A: In addition to speaking with Coast Guard health care professionals, you may also visit the Centers for Disease Control and Prevention (CDC) CDC-INFO site (https://www.cdc.gov/cdc-info/ask-cdc.html). The CDC-INFO site allows you to ask questions via web (https://wwwn.cdc.gov/dcs/ContactUs/Form) or phone (800-CDC-INFO [800-232-4636]).
Getting the Vaccine
Q. What should I expect when I receive the COVID-19 vaccine?
A. It is important to understand how your body responds to vaccines. According to the CDC’s article “Understanding How COVID-19 Vaccines Work”, we must first look at how our bodies fight illness. COVID-19 vaccines help our bodies develop immunity to the virus that causes COVID-19 without us having to get the illness. Different types of vaccines work in different ways to offer protection, but with all types of vaccines, the body is left with a supply of “memory” T-lymphocytes as well as B-lymphocytes that will remember how to fight that virus in the future. According to the CDC, getting vaccinated is one of many steps you can take to protect yourself and others from COVID-19. Protection from COVID-19 is critically important because for some people, it can cause severe illness or death.

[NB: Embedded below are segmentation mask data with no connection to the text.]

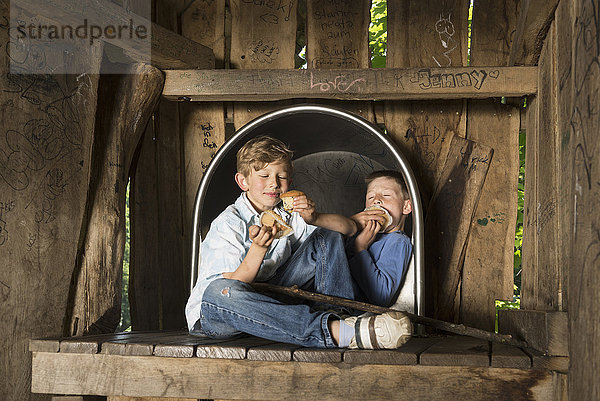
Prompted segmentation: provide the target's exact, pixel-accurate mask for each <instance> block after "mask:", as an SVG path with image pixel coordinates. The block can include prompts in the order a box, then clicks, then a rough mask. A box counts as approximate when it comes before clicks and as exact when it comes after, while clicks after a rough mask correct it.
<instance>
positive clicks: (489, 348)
mask: <svg viewBox="0 0 600 401" xmlns="http://www.w3.org/2000/svg"><path fill="white" fill-rule="evenodd" d="M420 363H421V365H434V366H440V365H447V366H489V365H490V345H489V343H488V342H487V341H484V340H479V339H476V338H469V337H461V336H454V337H447V338H446V339H444V340H442V341H440V342H438V343H436V344H434V345H432V346H431V347H429V348H428V349H426V350H425V351H423V353H422V354H421V357H420Z"/></svg>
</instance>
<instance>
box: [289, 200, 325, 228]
mask: <svg viewBox="0 0 600 401" xmlns="http://www.w3.org/2000/svg"><path fill="white" fill-rule="evenodd" d="M292 211H293V212H298V213H300V216H302V218H303V219H304V221H305V222H306V223H307V224H313V223H314V221H315V220H316V219H317V216H318V215H319V214H318V213H317V210H316V209H315V202H314V201H313V200H312V199H310V198H309V197H308V196H306V195H301V196H296V197H294V209H293V210H292Z"/></svg>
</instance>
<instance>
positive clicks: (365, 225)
mask: <svg viewBox="0 0 600 401" xmlns="http://www.w3.org/2000/svg"><path fill="white" fill-rule="evenodd" d="M350 218H351V219H352V220H354V221H355V222H356V224H357V225H358V229H359V230H364V229H365V227H366V226H367V223H369V221H375V222H377V223H379V225H380V227H383V225H384V224H385V222H386V219H385V216H384V215H383V214H382V213H381V212H380V211H379V210H365V211H363V212H360V213H356V214H355V215H353V216H351V217H350Z"/></svg>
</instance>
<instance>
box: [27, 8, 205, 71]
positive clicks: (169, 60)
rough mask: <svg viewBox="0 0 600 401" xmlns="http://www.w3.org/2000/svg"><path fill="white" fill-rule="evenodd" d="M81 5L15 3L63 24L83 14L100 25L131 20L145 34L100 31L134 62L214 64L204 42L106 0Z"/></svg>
mask: <svg viewBox="0 0 600 401" xmlns="http://www.w3.org/2000/svg"><path fill="white" fill-rule="evenodd" d="M82 5H83V4H82V3H79V2H75V3H73V2H71V1H68V0H49V1H43V2H40V1H36V0H23V1H20V2H19V3H18V4H16V6H17V7H19V8H22V9H25V10H27V11H28V12H30V13H32V14H33V15H44V16H45V18H47V19H49V20H51V21H52V22H54V23H56V24H60V25H62V26H65V25H70V26H72V27H76V26H80V25H81V24H82V22H83V20H82V15H83V16H85V18H86V20H87V21H89V23H90V24H94V25H97V26H100V27H108V26H113V27H114V26H126V27H129V26H130V21H131V24H133V26H134V27H144V32H147V34H144V35H142V36H137V35H132V36H131V37H130V38H128V39H127V38H126V39H119V38H118V37H117V38H114V39H113V38H110V36H108V35H103V36H102V38H101V39H102V40H103V41H105V42H107V43H110V44H112V45H115V46H117V47H121V48H122V49H123V50H124V52H125V53H126V55H127V56H128V57H130V58H131V59H133V62H134V63H135V62H140V63H152V64H153V65H155V66H156V67H158V68H161V69H174V68H179V69H181V68H214V65H215V56H214V54H213V52H212V50H211V49H210V48H208V47H206V46H202V45H200V44H199V43H195V42H193V41H191V40H188V39H185V38H184V37H182V36H180V35H177V34H176V33H174V32H171V31H169V30H168V29H165V28H163V27H161V26H160V25H158V24H154V23H152V22H150V21H149V20H147V19H145V18H143V17H142V16H138V15H136V14H134V13H132V12H129V11H128V10H126V9H124V8H123V7H119V6H118V5H116V4H114V3H112V2H109V1H89V2H86V3H85V6H84V7H85V11H83V10H82V9H81V7H82ZM82 13H83V14H82ZM144 17H145V16H144ZM114 36H115V35H113V37H114ZM148 36H149V37H148Z"/></svg>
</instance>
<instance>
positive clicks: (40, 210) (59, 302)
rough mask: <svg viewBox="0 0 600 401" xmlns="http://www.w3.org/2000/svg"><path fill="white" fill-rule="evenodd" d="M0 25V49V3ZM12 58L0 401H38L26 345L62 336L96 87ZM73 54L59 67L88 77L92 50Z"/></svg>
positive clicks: (88, 156) (6, 115) (1, 36)
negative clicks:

Q. What are the benefits of getting a COVID-19 vaccine?
A. Getting vaccinated will help prevent you from becoming infected with the virus that causes COVID-19 disease. While many people who become ill with the COVID-19 disease have only a mild illness, others may have serious, life-threatening complications, develop a severe illness, or die. There is no way to know how the COVID-19 disease will affect you, your family, colleagues, neighbors, or shipmates. Even if you are not at increased risk of severe complications, 60% of all infections are transmitted to others unwittingly by persons without symptoms. We still do not fully understand the long-term health consequences of the COVID-19 disease.
As with other vaccines, the COVID-19 vaccination protects you by creating an antibody response without having to experience the infection.
The Centers for Disease Control and Prevention (CDC) provide additional information and resources regarding COVID-19 vaccine safety, and how vaccine help our bodies develop immunity to the virus that causes COVID-19, at https://www.cdc.gov/coronavirus/2019-ncov/vaccines/different-vaccines.html.
Q. Are military members permitted to obtain the vaccine off-base if the opportunity presents itself?
A: Yes, military members are permitted to receive the COVID-19 vaccine off-base if the opportunity presents itself. We encourage members to obtain the vaccine at their servicing clinic, but they are not required to do so. However, if a member is vaccinated off-base, they will be responsible for informing their servicing medical clinic in order for that to be recorded in the member's medical record.
Q. If military members receive the vaccine off-base, will TRICARE cover the expense of the vaccine and will the VA cover if there are any complications down the road?
A. Yes. All military personnel may voluntarily get vaccinated outside of a Coast Guard clinic, but must meet the timeline prescribed by their Commanders, Commanding Officers, and Officers in Charge.
Personnel shall request and retain the hard copy immunization record from the vaccination clinic site. Those members who get vaccinated outside of a Coast Guard clinic shall provide the following information to their cognizant Coast Guard clinic: (1) date the vaccine was administered, (2) the vaccine name or code, (3) the manufacturer and lot number, (4) the dose administered, and (5) the vaccination site (CVS, Walgreens, etc.) Providing false vaccination information is a violation of Article 107, UCMJ, and may also result in administrative and/or disciplinary action.